A legal notice allowing the Education Minister to seek information on students has been put on hold.

Evarist Bartolo said it would not be enforced until a working group, set up by the Data Protection Commissioner to analyse the implications, concluded its work. In April, the Opposition challenged the legal notice in Parliament, arguing that the minister was being given wide powers to pry on students unnecessarily.

Mr Bartolo said it was necessary to provide the educational authorities with information to offer targeted help to vulnerable students.
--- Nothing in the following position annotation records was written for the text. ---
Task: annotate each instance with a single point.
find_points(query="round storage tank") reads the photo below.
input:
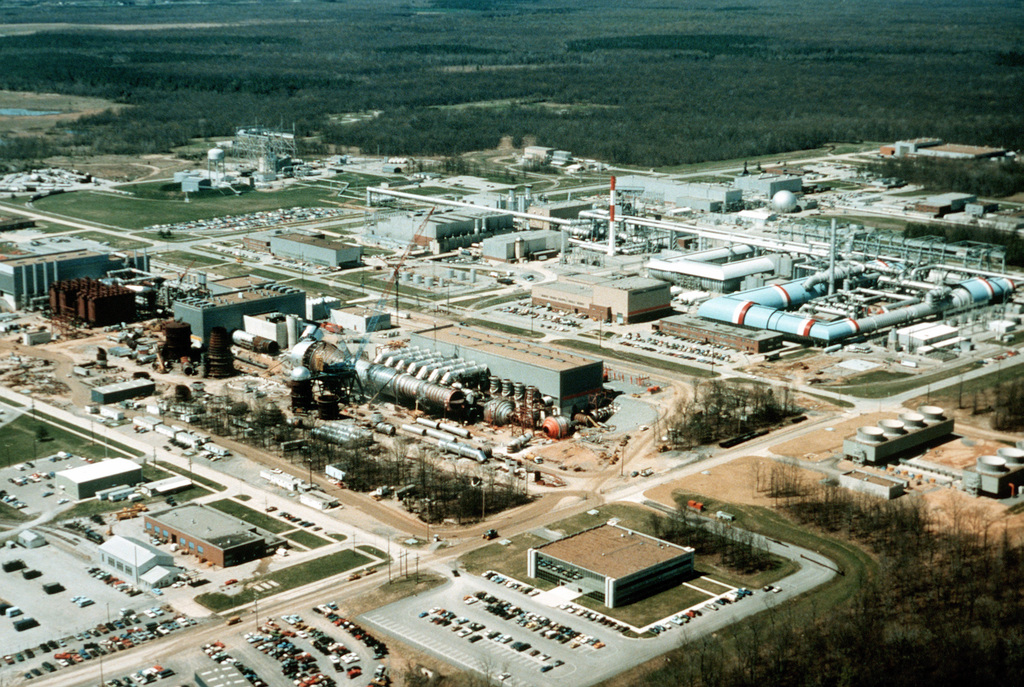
(870, 434)
(783, 201)
(912, 420)
(991, 465)
(1013, 457)
(892, 427)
The motion was defeated in Parliament but Mr Bartolo said that, although the Data Protection Commissioner had been consulted during every step of the drafting process, he was ready to renew the consultation process with the new commissioner, Saviour Cachia, who was appointed in April.

Mr Bartolo said yesterday he sought assistance from Mr Cachia, who reconstituted the working group on education.

“I have confidence in the working group and, therefore, decided that the legal notice would not be implemented until the group completed its work,” he said.

Meanwhile, the University Students’ Council welcomed both the suspension of the legal notice and the new working group, which includes representatives from all educational institutions.

It said that, over the past months, it presented proposals to the relevant entities addressing its concerns on the possible infringement of student data protection.

These include the use of pseudonymised data instead of legally-valid identification document numbers, a clearer explanation of the scope of the legislation and an opt-out system.